Spider-Man: No Way Home

[4.5 stars] [IMDB Link]

[Amazon Link]
(paid link)

I went to see this in an actual physical theater with Pun Son. I had a great time.

Do I really need to provide a plot summary? Given that anyone interested has probably already seen it? And everyone else doesn't care? Well, I always do, so here 'tis;

At the close of the previous movie, the dying revenge of the villainous Mysterio was to provide J. Jonah Jameson (shown here as an Alex Jones-style babbler) with Spider-Man's secret identity, Peter Parker. A cliff-hanger indeed!

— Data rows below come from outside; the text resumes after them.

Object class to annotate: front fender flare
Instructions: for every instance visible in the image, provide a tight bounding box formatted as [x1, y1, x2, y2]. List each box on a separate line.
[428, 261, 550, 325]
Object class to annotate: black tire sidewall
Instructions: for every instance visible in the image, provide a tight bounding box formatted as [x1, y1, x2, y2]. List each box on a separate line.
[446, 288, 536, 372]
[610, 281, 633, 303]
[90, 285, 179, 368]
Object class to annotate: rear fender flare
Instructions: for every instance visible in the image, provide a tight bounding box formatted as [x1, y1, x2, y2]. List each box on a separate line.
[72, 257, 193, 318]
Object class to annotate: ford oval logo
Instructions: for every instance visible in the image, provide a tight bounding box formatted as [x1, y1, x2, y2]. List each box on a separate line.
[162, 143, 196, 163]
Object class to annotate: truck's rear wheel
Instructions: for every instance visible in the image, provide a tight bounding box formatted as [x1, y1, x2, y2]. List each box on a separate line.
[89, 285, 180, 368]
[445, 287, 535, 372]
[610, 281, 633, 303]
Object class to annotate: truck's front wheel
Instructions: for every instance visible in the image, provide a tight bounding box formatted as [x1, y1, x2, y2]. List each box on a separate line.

This (of course) proves problematic for Peter. (Tony Stark, being a gazillionaire, could get away with revealing his Iron Man identity; Peter doesn't have the finances to bring it off.) It's also tough on his pals, MJ and Ned. Specifically, all three fail to get into MIT, due to the controversy.

Like anyone wants to go to MIT. Shoulda tried Caltech.

Peter turns to his acquaintance from the Avengers movies, Doctor Strange. After some (pretty funny) back-and-forth, the Doc weaves a worldwide mass-amnesia spell. Which, thanks to Peter's meddling, goes very badly, opening up portals to alternate timelines. Which (in turn) summons all sorts of bad guys from those timelines. And if you're at all familiar with the Spiderverse, and look at the DVD box over there on the right (or if you've seen the trailer), you know one of them already.

Fortunately, it's not just the bad guys that show up. But not in time to save our hero from a certain amount of heartbreak.